Landlords looking to recover yield

Weekly rents were up 9% in January compared to the year before, the Trade Me Property Rental Price Index shows.

Friday, February 20th 2015, 12:00AM

by The Landlord

The national median rent rose to $420 per week.

Head of Trade Me Property Nigel Jeffries said the rental market was stable and relatively quiet throughout 2014 but looked to be sparking into action.

"The 9% year-on-year increase in January is the largest single-month rise we've recorded over the past five years. Median weekly rents clicked up $20 per week between December and January to a record high of $420 per week. That's grim news for tenants."

Jeffries said the rental market was responding to pressure from landlords chasing better yields for investment property as a function of relentless growth in property prices.

"It was more a question of when, not if, landlords were going to start recovering some level of yield. It looks like that signal has flowed into the market this month and started to sting tenants in the pocket."

Eight of the 15 regions surged to new record median rents, and another four regions reported increases compared to a year ago.

The largest increase was in the Marlborough region where median weekly rents were up 13.3% year-on-year to $320 per week.

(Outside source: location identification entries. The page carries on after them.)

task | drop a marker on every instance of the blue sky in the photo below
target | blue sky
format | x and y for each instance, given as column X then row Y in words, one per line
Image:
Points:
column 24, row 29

Only two regions recorded falls in median weekly rent: Gisborne was down 6.7% to $260 per week, and the West Coast was down 1.9% to $255 per week. Nelson/Tasman was unchanged.

Auckland, Wellington and Canterbury all reached new high-tide marks for median weekly rent. Auckland was up 6.7% to $480 per week, Wellington landed at $440 per week (up 6% ), and Canterbury was up 8.4% to $450 per week.

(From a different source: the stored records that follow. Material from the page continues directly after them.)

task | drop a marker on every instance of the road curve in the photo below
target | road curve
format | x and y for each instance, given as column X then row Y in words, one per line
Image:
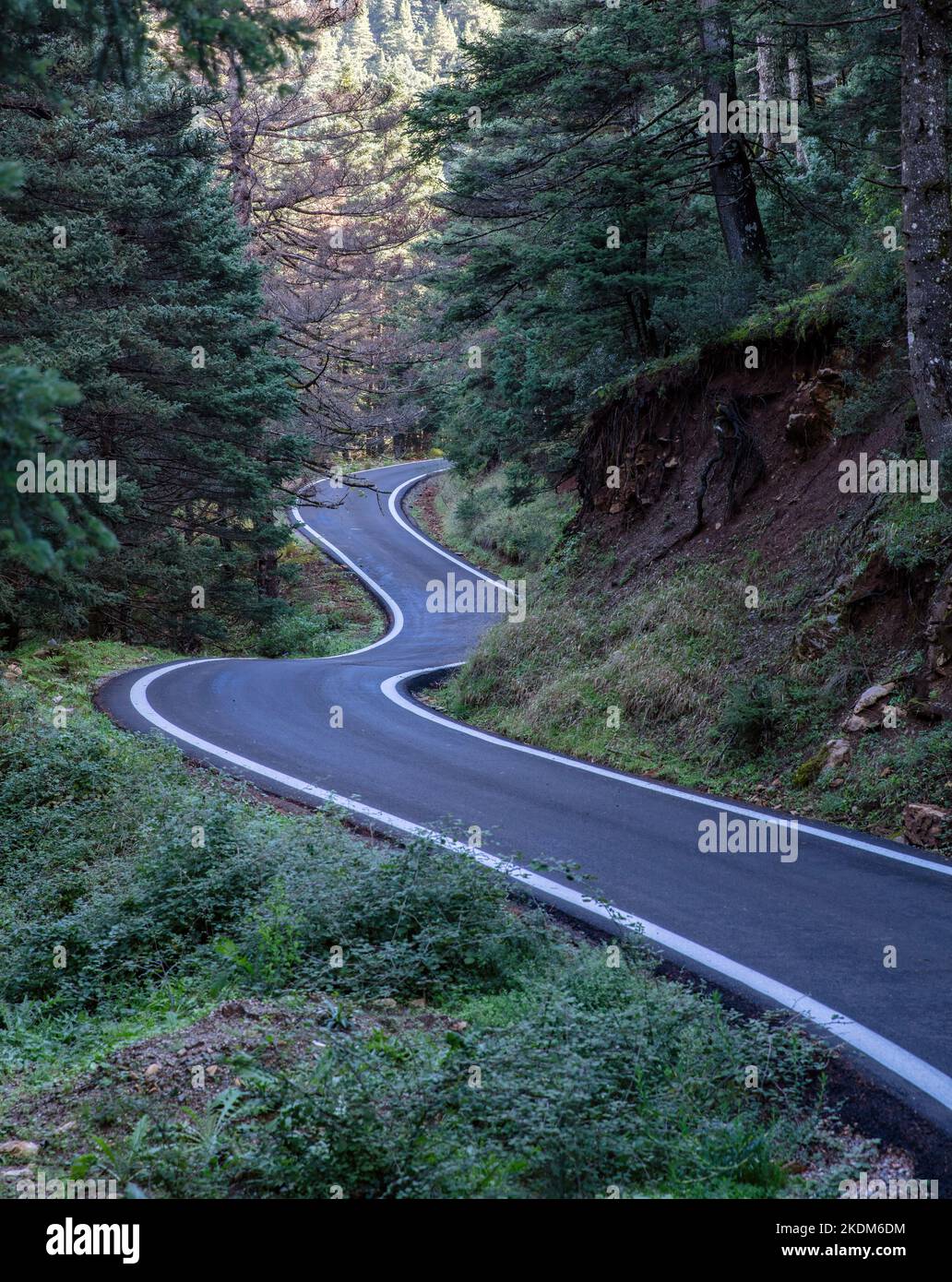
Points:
column 808, row 935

Medium-sized properties continue to show rental strength with three and four-bedroom properties rising to a median of $460 per week, up 9.5% on a year ago.

Jeffries said there was also noticeable strength around asking rents for five-bedroom homes which reached a new record high of $700 per week, up 7.7% on a year ago. Auckland led the sector, hitting a new high of $750 a week and up 7.1% compared to January last year.

The Christchurch market is showing clear signs of diminishing price pressure. "Although the headline rent for all properties in the city was up 5.9%to $450 per week, this does not represent a record high," Jeffries said. "And across the city, smaller homes and five-bedroom homes both showed falls in weekly rents compared to a year ago."

Jeffries said the Auckland apartment market was showing solid rises in asking rents. In January, the weekly rent rose by $10 to a new high of $430 per week, up 7.5% a year ago.

In the Christchurch market the rents for more compact living options bucked the trend of traditional homes, with significant rises in apartment rents (up 14.4% to $378 per week) and units now renting at an all-time high of $340 a week (up 6.3%).